Patrice has written about everything from crackdowns on dissent in Russia, Hong Kong and Iran, to civilian deaths in the U.S.-led war in Afghanistan, to the fossil fuel industry’s decades-long campaign to defeat climate action, to how the U.S. Supreme Court’s conservative majority came to be. Her stories have been cited in a Congressional report, amicus briefs to the U.S. Supreme Court, in multiple books, and by organizations including the Economic Policy Institute, the U.S. Naval Institute and the Center on Immigration and Child Welfare. In 2015, a piece she wrote on the CIA’s destruction of interrogation tapes became what’s believed to be the first FRONTLINE story to reach #1 on Reddit’s homepage.

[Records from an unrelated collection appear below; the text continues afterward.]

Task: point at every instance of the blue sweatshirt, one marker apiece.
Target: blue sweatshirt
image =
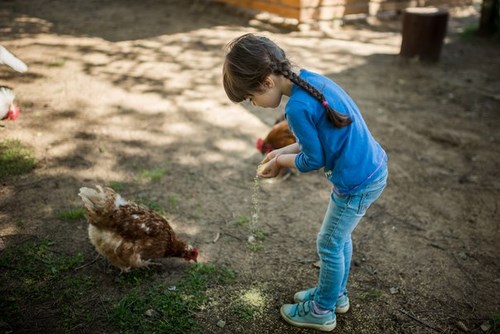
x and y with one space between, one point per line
350 156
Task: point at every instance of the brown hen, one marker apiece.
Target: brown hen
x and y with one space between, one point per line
279 136
129 235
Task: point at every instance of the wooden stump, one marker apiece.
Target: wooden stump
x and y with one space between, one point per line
424 29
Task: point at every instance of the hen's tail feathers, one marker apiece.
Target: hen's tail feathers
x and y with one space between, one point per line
12 61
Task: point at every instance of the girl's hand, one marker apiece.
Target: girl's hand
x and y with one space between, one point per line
271 155
269 169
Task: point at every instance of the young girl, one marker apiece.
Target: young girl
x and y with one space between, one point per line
331 134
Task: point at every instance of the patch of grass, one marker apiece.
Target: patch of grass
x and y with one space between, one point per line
370 294
152 175
116 185
33 262
255 246
259 234
243 220
15 158
71 215
135 277
36 277
168 309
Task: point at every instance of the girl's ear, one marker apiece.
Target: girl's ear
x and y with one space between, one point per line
268 82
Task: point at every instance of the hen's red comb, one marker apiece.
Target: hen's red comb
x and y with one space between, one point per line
13 113
260 144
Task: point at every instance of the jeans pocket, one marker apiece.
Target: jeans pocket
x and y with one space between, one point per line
364 204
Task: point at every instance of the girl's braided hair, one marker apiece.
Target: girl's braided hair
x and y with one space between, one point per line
251 59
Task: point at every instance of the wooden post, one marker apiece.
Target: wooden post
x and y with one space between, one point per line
424 29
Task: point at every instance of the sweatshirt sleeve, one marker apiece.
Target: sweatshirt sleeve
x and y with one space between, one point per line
303 125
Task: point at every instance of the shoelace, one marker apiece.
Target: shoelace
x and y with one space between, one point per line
301 310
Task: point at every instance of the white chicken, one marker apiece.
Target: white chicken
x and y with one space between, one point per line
8 109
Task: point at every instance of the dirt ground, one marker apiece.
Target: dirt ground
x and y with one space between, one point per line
117 87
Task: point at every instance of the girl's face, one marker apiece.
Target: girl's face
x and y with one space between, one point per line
270 97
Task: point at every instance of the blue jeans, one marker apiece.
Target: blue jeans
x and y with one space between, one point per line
334 241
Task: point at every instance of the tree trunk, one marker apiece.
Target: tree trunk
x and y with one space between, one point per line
424 30
490 17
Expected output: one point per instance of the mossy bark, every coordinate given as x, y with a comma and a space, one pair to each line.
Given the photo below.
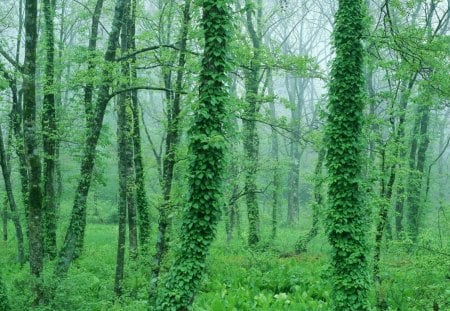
207, 147
36, 252
169, 159
10, 200
250, 130
49, 137
347, 215
74, 238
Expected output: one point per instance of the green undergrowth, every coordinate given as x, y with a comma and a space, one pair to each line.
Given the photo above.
270, 277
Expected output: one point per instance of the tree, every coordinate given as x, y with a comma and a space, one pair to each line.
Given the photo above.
11, 202
172, 140
347, 215
207, 147
4, 304
34, 207
49, 133
75, 232
250, 137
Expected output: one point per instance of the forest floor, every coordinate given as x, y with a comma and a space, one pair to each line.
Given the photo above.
270, 277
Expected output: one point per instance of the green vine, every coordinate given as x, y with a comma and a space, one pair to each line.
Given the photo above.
207, 147
347, 215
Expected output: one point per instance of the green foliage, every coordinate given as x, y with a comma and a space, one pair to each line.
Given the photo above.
347, 215
207, 146
4, 305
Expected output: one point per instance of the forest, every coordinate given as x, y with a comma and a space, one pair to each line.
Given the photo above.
225, 155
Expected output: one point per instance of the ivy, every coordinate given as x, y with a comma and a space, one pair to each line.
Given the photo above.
347, 215
207, 148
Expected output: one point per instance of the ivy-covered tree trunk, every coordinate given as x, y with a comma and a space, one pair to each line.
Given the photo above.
207, 147
89, 88
172, 140
303, 242
4, 304
275, 157
386, 190
73, 241
16, 117
142, 205
250, 130
347, 215
36, 252
5, 219
295, 93
126, 137
49, 133
415, 177
124, 156
12, 204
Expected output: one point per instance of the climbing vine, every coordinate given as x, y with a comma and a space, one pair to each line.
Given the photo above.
347, 215
207, 147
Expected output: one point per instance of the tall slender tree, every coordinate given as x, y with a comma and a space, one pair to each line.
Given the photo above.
10, 200
207, 147
75, 232
347, 215
34, 207
49, 133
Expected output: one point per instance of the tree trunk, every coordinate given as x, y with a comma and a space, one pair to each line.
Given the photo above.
207, 147
89, 88
16, 126
172, 140
296, 99
12, 204
4, 304
416, 174
142, 205
303, 242
347, 216
123, 192
73, 241
5, 219
31, 150
385, 202
49, 134
125, 134
251, 139
274, 153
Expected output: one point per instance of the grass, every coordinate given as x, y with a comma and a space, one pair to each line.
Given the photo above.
238, 278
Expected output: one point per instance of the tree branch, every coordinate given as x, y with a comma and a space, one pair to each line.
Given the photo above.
11, 60
134, 88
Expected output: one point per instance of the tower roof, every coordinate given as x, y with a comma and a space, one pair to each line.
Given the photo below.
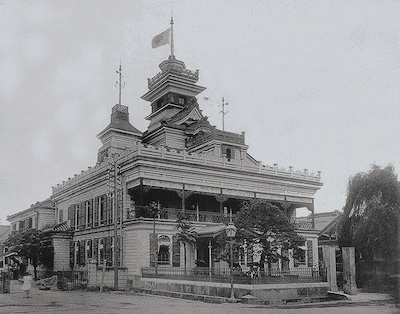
175, 78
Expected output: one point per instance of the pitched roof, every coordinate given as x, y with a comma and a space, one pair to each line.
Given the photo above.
4, 232
122, 125
321, 220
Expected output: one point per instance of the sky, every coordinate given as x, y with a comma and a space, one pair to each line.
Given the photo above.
314, 84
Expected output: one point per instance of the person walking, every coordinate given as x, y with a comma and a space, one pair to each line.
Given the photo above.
27, 279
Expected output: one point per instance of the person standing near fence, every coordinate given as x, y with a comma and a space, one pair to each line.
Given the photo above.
27, 279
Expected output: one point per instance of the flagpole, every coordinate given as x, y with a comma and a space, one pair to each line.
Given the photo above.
172, 36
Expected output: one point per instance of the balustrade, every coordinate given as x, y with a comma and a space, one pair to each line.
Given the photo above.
173, 214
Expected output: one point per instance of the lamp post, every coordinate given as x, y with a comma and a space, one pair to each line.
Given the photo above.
230, 233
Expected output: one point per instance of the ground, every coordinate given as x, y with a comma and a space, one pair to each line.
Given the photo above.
54, 301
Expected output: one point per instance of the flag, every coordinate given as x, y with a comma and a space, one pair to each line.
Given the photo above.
161, 39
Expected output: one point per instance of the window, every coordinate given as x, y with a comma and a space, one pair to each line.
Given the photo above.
76, 253
111, 263
77, 217
228, 153
300, 255
88, 249
102, 210
100, 253
88, 213
164, 250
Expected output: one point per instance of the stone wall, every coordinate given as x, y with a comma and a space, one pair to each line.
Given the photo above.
96, 276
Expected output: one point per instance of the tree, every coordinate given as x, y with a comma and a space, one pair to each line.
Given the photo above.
30, 244
266, 229
186, 234
371, 214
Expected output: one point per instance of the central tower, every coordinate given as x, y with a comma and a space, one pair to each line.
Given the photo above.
170, 91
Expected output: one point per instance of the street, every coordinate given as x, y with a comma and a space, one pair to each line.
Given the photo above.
54, 301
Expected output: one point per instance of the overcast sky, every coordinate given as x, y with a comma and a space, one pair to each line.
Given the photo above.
314, 84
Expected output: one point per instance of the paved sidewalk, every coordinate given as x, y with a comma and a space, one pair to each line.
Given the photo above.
70, 300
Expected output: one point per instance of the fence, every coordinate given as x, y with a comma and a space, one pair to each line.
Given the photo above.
4, 282
72, 280
240, 276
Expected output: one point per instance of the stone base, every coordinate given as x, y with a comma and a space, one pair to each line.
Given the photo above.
263, 294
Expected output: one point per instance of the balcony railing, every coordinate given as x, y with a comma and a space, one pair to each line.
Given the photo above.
303, 224
240, 275
173, 214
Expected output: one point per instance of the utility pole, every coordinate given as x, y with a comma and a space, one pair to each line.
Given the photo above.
114, 188
119, 83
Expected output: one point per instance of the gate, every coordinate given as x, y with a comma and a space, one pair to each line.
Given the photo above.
4, 282
339, 269
72, 280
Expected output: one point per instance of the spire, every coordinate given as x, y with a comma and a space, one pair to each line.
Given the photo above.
119, 82
223, 112
172, 35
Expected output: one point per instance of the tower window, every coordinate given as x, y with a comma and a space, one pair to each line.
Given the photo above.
159, 103
228, 153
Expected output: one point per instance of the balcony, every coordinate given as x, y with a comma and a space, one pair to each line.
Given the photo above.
173, 214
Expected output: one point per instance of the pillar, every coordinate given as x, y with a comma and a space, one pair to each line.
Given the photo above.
92, 272
349, 270
330, 262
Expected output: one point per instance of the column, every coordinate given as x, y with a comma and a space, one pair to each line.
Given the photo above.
349, 270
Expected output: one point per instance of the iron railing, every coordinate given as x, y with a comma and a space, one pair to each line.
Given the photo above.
173, 213
240, 275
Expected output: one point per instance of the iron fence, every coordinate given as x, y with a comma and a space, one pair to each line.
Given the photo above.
72, 280
240, 276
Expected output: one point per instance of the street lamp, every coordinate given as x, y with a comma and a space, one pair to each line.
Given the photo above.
230, 233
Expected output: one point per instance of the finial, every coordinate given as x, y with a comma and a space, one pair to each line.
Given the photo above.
223, 112
172, 34
119, 83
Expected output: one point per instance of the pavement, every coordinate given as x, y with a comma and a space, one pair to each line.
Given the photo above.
55, 301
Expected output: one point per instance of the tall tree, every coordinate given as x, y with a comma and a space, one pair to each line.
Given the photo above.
271, 234
371, 213
29, 244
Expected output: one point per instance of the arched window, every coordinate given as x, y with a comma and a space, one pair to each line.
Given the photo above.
164, 250
100, 252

Through her writing, Patrice helps powerful investigative storytelling get seen, heard and read. She serves as FRONTLINE's lead newsletter editor and writer and helps to edit and oversee FRONTLINE's social media content.

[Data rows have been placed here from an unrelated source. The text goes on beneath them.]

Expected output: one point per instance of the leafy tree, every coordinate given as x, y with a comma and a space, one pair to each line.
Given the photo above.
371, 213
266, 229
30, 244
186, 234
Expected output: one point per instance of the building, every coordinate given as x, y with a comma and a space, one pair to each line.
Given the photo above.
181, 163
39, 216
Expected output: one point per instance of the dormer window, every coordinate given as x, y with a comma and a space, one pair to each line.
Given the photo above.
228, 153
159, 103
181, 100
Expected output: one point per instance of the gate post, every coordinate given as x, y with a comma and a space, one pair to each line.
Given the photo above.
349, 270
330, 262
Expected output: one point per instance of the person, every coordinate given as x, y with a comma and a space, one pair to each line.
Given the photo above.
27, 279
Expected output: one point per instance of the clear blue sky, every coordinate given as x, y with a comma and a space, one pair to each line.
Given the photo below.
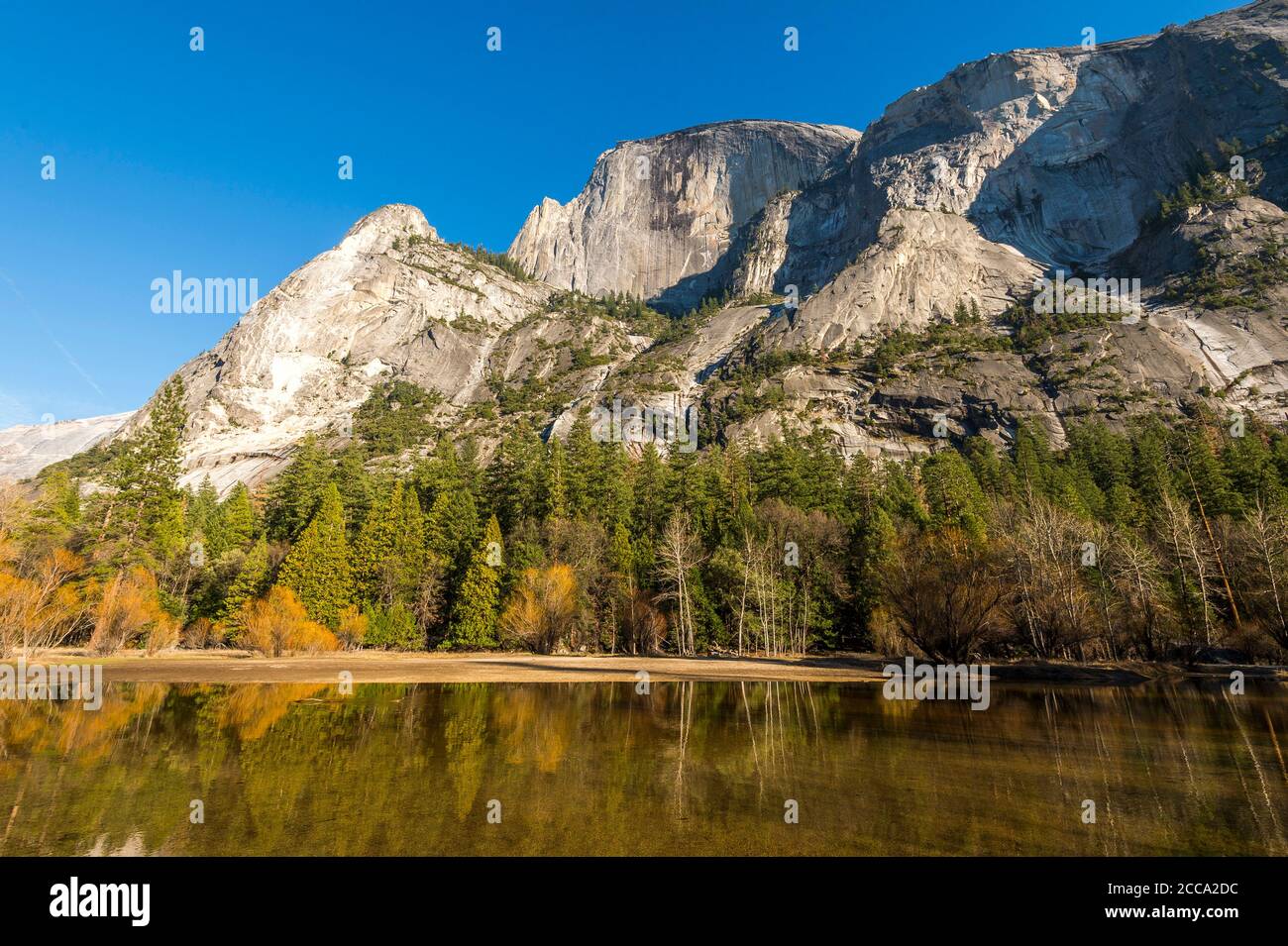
223, 163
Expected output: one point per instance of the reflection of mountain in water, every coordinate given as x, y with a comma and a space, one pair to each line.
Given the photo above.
684, 769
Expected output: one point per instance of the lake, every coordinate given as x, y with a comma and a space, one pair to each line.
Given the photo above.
696, 768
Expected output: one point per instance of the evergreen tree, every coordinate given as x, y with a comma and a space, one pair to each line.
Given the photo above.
296, 493
375, 551
317, 568
253, 580
475, 613
239, 517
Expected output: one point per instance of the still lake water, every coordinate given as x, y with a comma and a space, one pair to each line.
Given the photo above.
290, 769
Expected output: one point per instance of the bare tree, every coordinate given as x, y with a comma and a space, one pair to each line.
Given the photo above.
678, 555
943, 592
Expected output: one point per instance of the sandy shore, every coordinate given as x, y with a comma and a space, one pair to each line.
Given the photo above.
376, 667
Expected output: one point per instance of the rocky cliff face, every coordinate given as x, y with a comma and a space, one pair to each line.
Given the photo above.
390, 299
962, 194
29, 448
657, 216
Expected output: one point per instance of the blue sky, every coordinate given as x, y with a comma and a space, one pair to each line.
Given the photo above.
223, 162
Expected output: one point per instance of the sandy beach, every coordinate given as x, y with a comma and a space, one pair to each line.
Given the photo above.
384, 667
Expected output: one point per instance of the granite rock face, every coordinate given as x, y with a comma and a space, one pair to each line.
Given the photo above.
29, 448
657, 216
831, 242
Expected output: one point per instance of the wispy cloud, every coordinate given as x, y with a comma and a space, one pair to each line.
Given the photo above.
44, 327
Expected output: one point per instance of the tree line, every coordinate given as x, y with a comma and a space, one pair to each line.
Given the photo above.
1163, 540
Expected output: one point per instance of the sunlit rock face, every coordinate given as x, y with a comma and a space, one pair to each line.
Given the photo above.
657, 216
967, 190
29, 448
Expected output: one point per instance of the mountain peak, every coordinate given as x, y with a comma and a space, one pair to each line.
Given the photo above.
377, 229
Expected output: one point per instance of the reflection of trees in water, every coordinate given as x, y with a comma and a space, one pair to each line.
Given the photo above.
691, 766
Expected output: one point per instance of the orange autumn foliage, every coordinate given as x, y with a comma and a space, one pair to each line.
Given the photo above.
278, 623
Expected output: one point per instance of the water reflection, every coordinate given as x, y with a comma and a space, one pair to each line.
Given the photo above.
686, 769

Patrice is a graduate of Tufts University, where she served as editor-in-chief of Tufts' independent, student-run newspaper, The Tufts Daily; interned with the Associated Press; and wrote magazine-style features as a member of the school's then-fledgling web team. She graduated summa cum laude and was inducted into the Phi Beta Kappa honor society. Her senior project, an exploration of the Judith Miller saga and the uses and perils of anonymous sourcing in journalism, won 2006’s Best Project in Print Journalism Award from Tufts’ Communications & Media Studies Department. She also attended Columbia Journalism School's Publishing Course.
Before joining FRONTLINE in 2013, Patrice spent four years as the first-ever communications staffer at The Albert Schweitzer Fellowship, a leadership development and community service nonprofit focused on eliminating health disparities. She served as the organization's website editor, launched and wrote its blog, ran its social media platforms, and developed trainings for its fellows on how to communicate effectively about complex topics. Patrice also spent several years working in book publishing at Houghton Mifflin Harcourt, where she specialized in promoting narrative nonfiction.